From the BBC:
While audiobook sales are up and physical book sales down, it’s not a given that the two things are related. In fact, audio is pulling in new audiences – whether that’s listeners who don’t usually buy books, or readers listening to genres in audio format that they wouldn’t pick up in print.
Research by Nielsen Book found downloads of audiobooks in the UK were particularly high among urban-dwelling males aged 25 to 44. Laurence Howell, content director at Audible – the Amazon-owned audiobook platform – says they’ve also seen big growth in the 18-to-24 age group. “This is not an age group that is traditionally a strong book-buying group.” A study by The Publisher’s Association found 54 per cent of UK audiobook buyers listen to them for their convenience, while 41 per cent choose the format because it allows them to consume books when reading print isn’t possible.
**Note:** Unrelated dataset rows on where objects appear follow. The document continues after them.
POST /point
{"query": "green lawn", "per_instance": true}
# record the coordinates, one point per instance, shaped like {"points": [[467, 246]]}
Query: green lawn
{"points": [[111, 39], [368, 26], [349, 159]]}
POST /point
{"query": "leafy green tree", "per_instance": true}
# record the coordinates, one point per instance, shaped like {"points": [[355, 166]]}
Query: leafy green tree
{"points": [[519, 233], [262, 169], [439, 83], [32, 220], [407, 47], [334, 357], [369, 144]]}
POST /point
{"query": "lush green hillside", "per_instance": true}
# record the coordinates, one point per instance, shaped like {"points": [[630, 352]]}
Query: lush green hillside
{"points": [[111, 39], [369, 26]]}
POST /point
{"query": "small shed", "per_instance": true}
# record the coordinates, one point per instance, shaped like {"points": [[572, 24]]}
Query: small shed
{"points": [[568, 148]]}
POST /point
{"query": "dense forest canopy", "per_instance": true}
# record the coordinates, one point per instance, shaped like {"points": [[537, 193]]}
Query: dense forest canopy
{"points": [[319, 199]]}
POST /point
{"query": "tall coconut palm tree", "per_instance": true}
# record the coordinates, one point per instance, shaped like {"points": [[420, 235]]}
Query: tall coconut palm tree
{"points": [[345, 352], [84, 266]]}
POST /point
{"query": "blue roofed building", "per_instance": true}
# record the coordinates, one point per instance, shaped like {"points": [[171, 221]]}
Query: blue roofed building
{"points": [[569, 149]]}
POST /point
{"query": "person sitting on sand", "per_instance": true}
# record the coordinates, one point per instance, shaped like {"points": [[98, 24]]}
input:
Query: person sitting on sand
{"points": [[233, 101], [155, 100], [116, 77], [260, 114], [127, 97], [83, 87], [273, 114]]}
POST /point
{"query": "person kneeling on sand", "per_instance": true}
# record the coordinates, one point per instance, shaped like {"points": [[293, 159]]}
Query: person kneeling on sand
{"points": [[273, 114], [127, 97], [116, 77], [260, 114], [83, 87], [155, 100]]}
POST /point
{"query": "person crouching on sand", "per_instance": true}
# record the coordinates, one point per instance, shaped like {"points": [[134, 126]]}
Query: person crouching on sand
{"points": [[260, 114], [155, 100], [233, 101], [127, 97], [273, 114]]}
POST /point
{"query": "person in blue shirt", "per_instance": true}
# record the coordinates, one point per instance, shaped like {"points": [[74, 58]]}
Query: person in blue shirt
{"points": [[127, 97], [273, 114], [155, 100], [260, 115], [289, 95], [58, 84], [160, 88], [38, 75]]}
There is much debate about whether listening to a book is the same as reading it, but perhaps that misses the point. “Often audio is not competing with time spent with books,” says Richard Lennon, publisher at Penguin Audio. “It’s people who are either fitting books and authors into their day in new ways, so people who might be existing readers but have found that during their commute or exercising or cooking dinner, there’s an opportunity to listen. Or it’s an alternative to TV for people who are conscious of their screen time. The really exciting audience for me is people for whom reading and books are not fundamentally part of their lives.”